I just read http://blog.gurock.com/articles/creating-custom-exceptions-in-dotnet/
I don't know when it is written. It says:
"Since C# unfortunately doesn’t inherit constructors of base classes, this new type only has the standard constructor with no parameters and is therefore relatively useless."
This says the same in 2010: C#: inheriting constructors
Is this still true?
EDIT: Following on from answers, I'm sure there would be a way around the default parameterless constructor. Are there other reasons for lack of constructor inheritance?
Constructors have never been inheritable in the entire lifetime of the C# language. That hasn't changed in C# 5.0: at the end of section 1.6.7.1 of the C# 5.0 spec, it still says:
Unlike other members, instance constructors are not inherited, and a class has no instance constructors other than those actually declared in the class.

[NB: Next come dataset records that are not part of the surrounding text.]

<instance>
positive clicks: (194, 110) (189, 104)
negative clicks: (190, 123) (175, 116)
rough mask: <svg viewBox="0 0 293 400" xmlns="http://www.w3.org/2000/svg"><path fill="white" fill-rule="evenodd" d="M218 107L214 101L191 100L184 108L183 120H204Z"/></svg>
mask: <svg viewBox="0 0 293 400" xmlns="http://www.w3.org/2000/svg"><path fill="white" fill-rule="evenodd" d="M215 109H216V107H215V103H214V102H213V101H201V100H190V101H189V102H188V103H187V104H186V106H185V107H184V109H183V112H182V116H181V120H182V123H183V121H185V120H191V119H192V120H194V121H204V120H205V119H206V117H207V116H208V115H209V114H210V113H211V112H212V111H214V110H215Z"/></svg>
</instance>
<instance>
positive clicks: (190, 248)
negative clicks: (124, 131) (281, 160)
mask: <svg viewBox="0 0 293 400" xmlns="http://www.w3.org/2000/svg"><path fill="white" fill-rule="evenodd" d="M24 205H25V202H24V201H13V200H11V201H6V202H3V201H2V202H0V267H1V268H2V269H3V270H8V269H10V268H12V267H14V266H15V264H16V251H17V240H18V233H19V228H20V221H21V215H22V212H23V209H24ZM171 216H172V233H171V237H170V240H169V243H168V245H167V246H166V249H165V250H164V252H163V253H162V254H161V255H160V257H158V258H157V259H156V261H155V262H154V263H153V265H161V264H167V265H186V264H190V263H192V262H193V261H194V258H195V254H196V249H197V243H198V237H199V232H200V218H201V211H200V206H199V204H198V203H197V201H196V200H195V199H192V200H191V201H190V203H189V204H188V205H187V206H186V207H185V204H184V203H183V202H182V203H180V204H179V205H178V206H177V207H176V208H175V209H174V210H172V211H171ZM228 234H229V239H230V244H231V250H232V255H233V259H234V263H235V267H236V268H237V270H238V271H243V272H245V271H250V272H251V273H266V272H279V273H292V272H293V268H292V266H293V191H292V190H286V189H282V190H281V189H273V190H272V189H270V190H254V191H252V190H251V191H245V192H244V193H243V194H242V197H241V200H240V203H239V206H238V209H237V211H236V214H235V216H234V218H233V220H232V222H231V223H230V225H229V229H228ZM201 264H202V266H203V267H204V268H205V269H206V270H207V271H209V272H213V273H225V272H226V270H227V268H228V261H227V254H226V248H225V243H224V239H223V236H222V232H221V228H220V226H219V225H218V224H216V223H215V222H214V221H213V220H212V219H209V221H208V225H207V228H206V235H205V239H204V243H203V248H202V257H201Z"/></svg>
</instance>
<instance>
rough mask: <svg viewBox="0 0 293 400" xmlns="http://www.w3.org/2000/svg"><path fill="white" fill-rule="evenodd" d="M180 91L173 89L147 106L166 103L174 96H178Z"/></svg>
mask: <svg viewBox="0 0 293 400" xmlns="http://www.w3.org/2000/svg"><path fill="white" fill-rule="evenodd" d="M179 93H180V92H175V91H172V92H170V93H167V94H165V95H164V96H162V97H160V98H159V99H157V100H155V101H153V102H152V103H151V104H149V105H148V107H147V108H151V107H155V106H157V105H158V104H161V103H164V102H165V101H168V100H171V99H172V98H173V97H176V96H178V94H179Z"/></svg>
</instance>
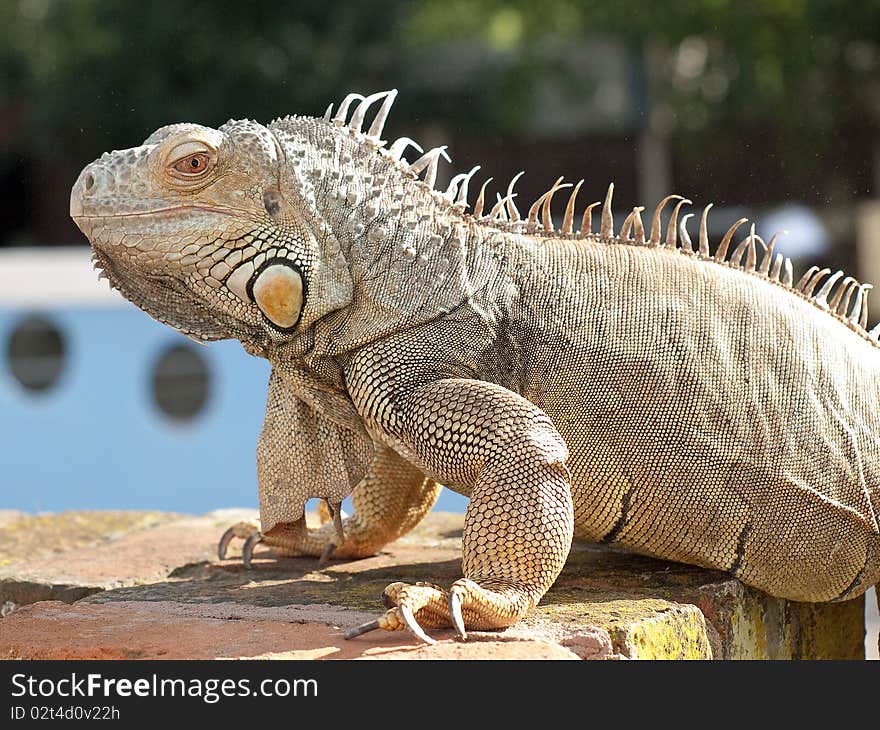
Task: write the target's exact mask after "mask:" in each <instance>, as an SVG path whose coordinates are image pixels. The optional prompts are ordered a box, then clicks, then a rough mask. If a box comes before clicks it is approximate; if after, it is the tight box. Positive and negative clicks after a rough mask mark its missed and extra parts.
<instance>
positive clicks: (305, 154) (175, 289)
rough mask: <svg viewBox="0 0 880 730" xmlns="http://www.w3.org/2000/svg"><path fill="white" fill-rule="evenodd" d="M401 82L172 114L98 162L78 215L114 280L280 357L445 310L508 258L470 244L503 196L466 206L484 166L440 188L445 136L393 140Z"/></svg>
mask: <svg viewBox="0 0 880 730" xmlns="http://www.w3.org/2000/svg"><path fill="white" fill-rule="evenodd" d="M396 93H397V92H396V91H395V90H391V91H383V92H378V93H375V94H371V95H369V96H362V95H360V94H349V95H348V96H346V97H345V99H344V100H343V102H342V103H341V104H340V105H339V107H338V110H337V112H336V114H335V115H334V116H332V118H331V109H328V110H327V113H326V114H325V116H324V118H323V119H322V118H314V117H300V116H294V117H285V118H284V119H277V120H275V121H274V122H272V123H271V124H270V125H269V126H266V127H264V126H262V125H260V124H257V123H255V122H251V121H230V122H228V123H227V124H225V125H224V126H222V127H220V128H219V129H210V128H208V127H203V126H199V125H196V124H175V125H171V126H168V127H163V128H161V129H159V130H158V131H157V132H155V133H154V134H153V135H151V136H150V137H148V138H147V139H146V140H145V141H144V143H143V144H142V145H140V146H139V147H134V148H131V149H127V150H119V151H115V152H110V153H106V154H104V155H103V156H102V157H101V158H100V159H98V160H96V161H95V162H93V163H91V164H90V165H88V166H87V167H86V168H85V169H84V170H83V171H82V173H81V174H80V176H79V178H78V180H77V181H76V184H75V185H74V186H73V190H72V191H71V196H70V212H71V215H72V216H73V218H74V220H75V221H76V223H77V225H78V226H79V227H80V229H81V230H82V231H83V232H84V233H85V234H86V236H87V237H88V238H89V240H90V241H91V244H92V248H93V249H94V257H95V263H96V265H97V266H98V267H99V268H101V269H102V270H103V272H104V274H105V275H106V276H107V278H109V279H110V283H111V284H112V285H113V286H114V287H116V288H117V289H119V290H120V291H121V292H122V294H123V295H124V296H125V297H127V298H128V299H130V300H131V301H132V302H134V303H135V304H136V305H137V306H139V307H140V308H142V309H144V310H145V311H146V312H147V313H149V314H150V315H152V316H153V317H154V318H156V319H158V320H159V321H161V322H165V323H167V324H169V325H171V326H173V327H175V328H176V329H178V330H180V331H182V332H184V333H185V334H187V335H189V336H191V337H195V338H198V339H205V340H213V339H221V338H226V337H234V338H237V339H239V340H241V341H242V343H243V344H244V345H245V347H246V348H247V349H248V350H249V351H251V352H254V353H258V354H262V355H265V356H266V357H269V358H270V359H273V356H274V355H280V357H279V359H283V358H296V357H299V356H301V355H303V354H304V353H306V352H308V353H311V355H312V356H315V354H316V353H318V354H320V353H321V352H332V353H338V352H341V351H344V350H345V349H346V348H351V347H359V346H362V345H363V344H364V343H366V342H369V341H370V339H371V338H375V337H379V336H382V334H383V333H387V332H393V331H396V329H399V328H400V327H404V326H405V327H411V326H414V325H415V324H417V323H419V322H426V321H432V320H434V319H436V318H437V317H438V316H442V315H443V314H444V313H448V312H450V311H453V310H454V309H455V308H457V307H458V306H460V305H461V304H462V303H463V302H465V301H469V300H470V299H471V298H472V296H473V292H474V291H478V290H479V291H482V290H484V289H485V286H486V282H485V280H486V279H487V278H491V273H490V272H491V270H493V269H492V266H495V265H497V264H496V263H493V264H492V265H491V266H490V265H486V264H485V263H479V265H478V264H477V263H475V262H476V261H477V258H478V257H479V255H480V251H482V248H480V247H476V246H475V247H474V248H473V249H471V248H470V244H471V243H474V244H475V243H477V242H479V241H480V240H482V236H483V231H482V230H479V229H481V228H488V227H489V226H490V225H491V224H493V222H497V220H498V218H497V216H498V215H500V212H501V211H502V208H503V204H501V203H499V204H496V205H495V206H494V207H493V208H492V210H491V212H490V214H489V215H488V216H482V209H483V199H484V198H483V192H481V193H480V196H479V198H478V201H477V204H476V206H475V211H474V215H473V216H466V215H465V214H464V210H465V208H466V207H467V190H468V181H469V180H470V179H471V177H472V176H473V175H474V173H475V172H476V171H477V170H478V169H479V168H478V167H474V168H473V169H472V170H471V171H470V172H469V173H462V174H459V175H456V176H455V177H454V178H453V179H452V181H451V182H450V185H449V188H448V189H447V190H446V192H445V193H441V192H440V191H439V190H435V189H434V184H435V182H436V178H437V168H438V164H439V162H440V159H441V158H443V157H444V156H445V154H446V153H445V148H444V147H437V148H434V149H431V150H429V151H428V152H425V153H424V154H423V155H422V156H421V157H420V158H419V159H417V160H416V161H415V162H413V163H408V162H407V160H406V159H405V158H404V157H403V154H404V152H405V151H406V150H407V148H408V147H411V146H415V147H416V148H417V149H418V150H420V151H421V148H420V147H418V145H417V144H415V143H414V142H413V141H412V140H410V139H409V138H408V137H401V138H399V139H397V140H396V141H394V142H392V143H391V144H390V145H388V146H387V147H386V146H385V145H386V143H385V142H384V141H382V140H381V139H380V136H381V134H382V130H383V126H384V124H385V121H386V119H387V117H388V113H389V110H390V108H391V104H392V103H393V101H394V98H395V96H396ZM331 107H332V105H331ZM373 111H375V115H374V116H373V118H372V120H368V119H367V118H366V115H367V113H368V112H370V113H372V112H373ZM349 115H350V118H349ZM420 175H423V176H424V177H423V179H420V177H419V176H420ZM508 192H509V195H508V198H509V197H510V191H508ZM481 216H482V217H481ZM487 235H489V234H487ZM487 250H489V251H490V254H491V255H492V256H494V253H493V250H491V247H490V249H487ZM492 261H493V262H494V261H495V259H494V258H492ZM470 269H473V272H474V273H473V277H472V275H471V272H470Z"/></svg>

If no instance constructor is supplied for a class, then an empty one with no parameters is automatically provided.
So it still holds true today, and I imagine it will remain so in the foreseeable future.
You have to explicitly call the constructor of the base class, unless the base class defines a default constructor. So yes they are not inherited.
Which sometimes lead to a bunch of boiler plate code where you do nothing than pass arguments from one constructor to another
public class NegativArgument : Exception {
public NegativeArgument() : this("The number given was less than zero"){}
public NegativeArgument(string message) : this(message,null){}
public NegativeArgument(string message, Exception inner) : base:(message,inner){}
}
but what if you had an Exception type that should always have the same message? how would you solve that if the constructors were inherited? The exception class has a constructor that accepts a message so creating a new Exception type would in that case get that constructor too, not inheriting constructors makes it easy
public class NegativArgument : Exception {
public NegativeArgument() : base("The number given was less than zero"){}
}
If the base class does not have a default constructor you will have a compile error if you do not explicitly call a base class constructor.
Constructors are not inherited in C#.
If they were, then every class would have a default parameterless constructor (because all classes derive from Object and Object has a default parameterless constructor).
Many classes should only be constructed with specific values; this would be impossible to ensure if every class had a default parameterless constructor.
You should call them explicitly the constructor of the base classes. They are not inheritable.
Didn't change anything about them.
Check out : Constructors (C# Programming Guide)
From the spec §1.6.7.1:
Unlike other members, instance constructors are not inherited, and a class has no instance constructors other than those actually declared in the class. If no instance constructor is supplied for a class, then an empty one with no parameters is automatically provided.